To date, more than 220 methanol-capable vessels are operating or under construction, representing an annual demand exceeding 6 million metric tons of green methanol.

With its low-pollution and lower carbon characteristics, methanol is considered a viable drop-in replacement fuel available in the market. This offers cost advantages in terms of upfront capital and operational expenses compared to current fuel choices.

Moreover, adopting methanol as a marine fuel supports compliance with the International Maritime Organization’s (IMO) 2030 carbon emission reduction target and facilitates a pathway towards achieving net carbon-neutral operations.

Although methanol has certain drawbacks, such as toxicity, high corrosiveness, low energy density, and a low flashpoint leading to increased fire and explosion hazards, it burns cleanly compared to conventional fuel oil.
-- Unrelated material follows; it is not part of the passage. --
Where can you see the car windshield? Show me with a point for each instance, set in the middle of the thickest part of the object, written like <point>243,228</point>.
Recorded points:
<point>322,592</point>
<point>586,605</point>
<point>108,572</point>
It produces minimal sulphur oxides, particulate matter, and soot emissions during combustion. Additionally, its lighter-than-water nature makes it highly miscible, which means it can rapidly dissolve in seawater in the event of a spill.

Considering these factors, methanol presents a suitable marine fuel option that can contribute to more sustainable shipping practices.
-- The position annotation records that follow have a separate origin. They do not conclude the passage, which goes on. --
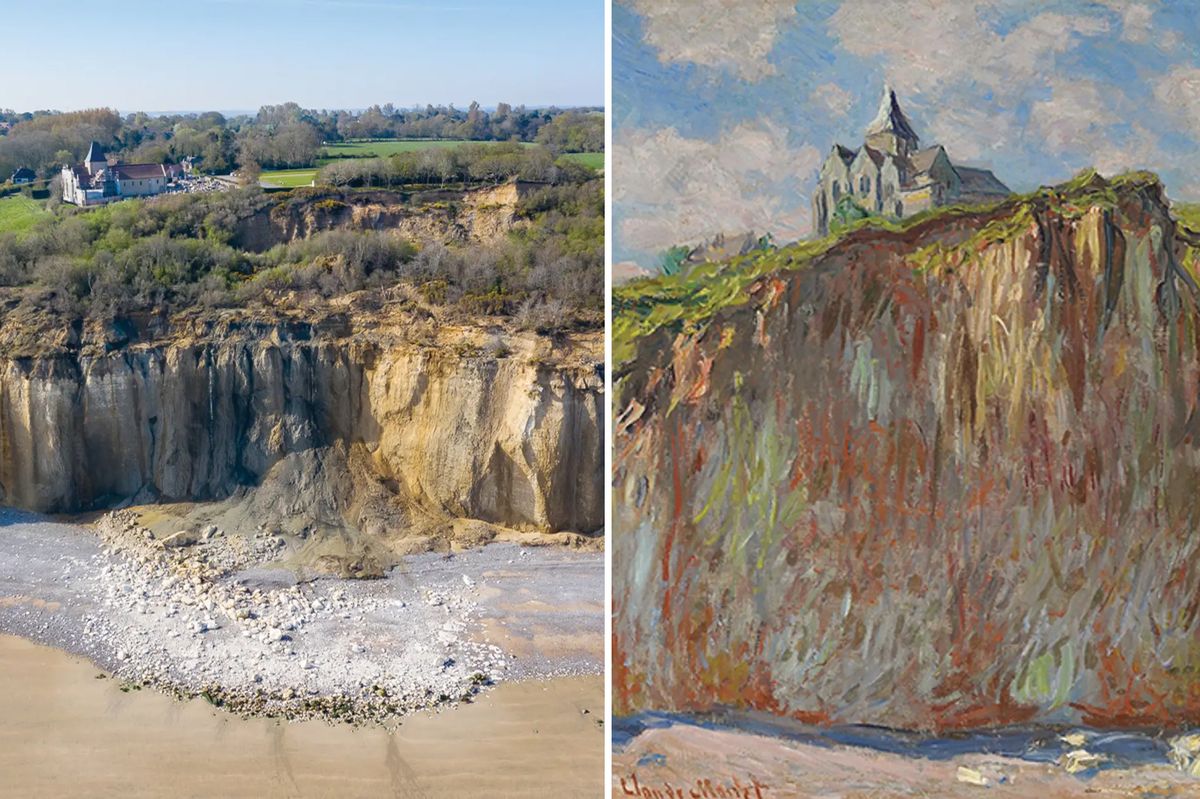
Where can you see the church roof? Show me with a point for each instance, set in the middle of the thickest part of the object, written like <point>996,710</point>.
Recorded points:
<point>874,155</point>
<point>889,119</point>
<point>981,181</point>
<point>845,152</point>
<point>139,170</point>
<point>95,152</point>
<point>923,160</point>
The Methanol Institute is monitoring over 80 production projects that aim to produce more than 8 million tons of renewable methanol annually by 2027. Presently, a significant portion of methanol demand is met through the production of brown and grey methanol, derived from coal or natural gas as feedstock. However, the successful utilization of methanol as a marine fuel depends on scaling up the production of blue and green methanol while considering CO2 life cycle accounting on an international level.

The institute is monitoring 90 such projects, which are expected to produce almost 9 million tons of methanol annually upon becoming operational (by 2027). While not all of this production will be dedicated to shipping use, some of these projects are specifically aimed at supplying methanol for the maritime industry’s sustainable fuel needs.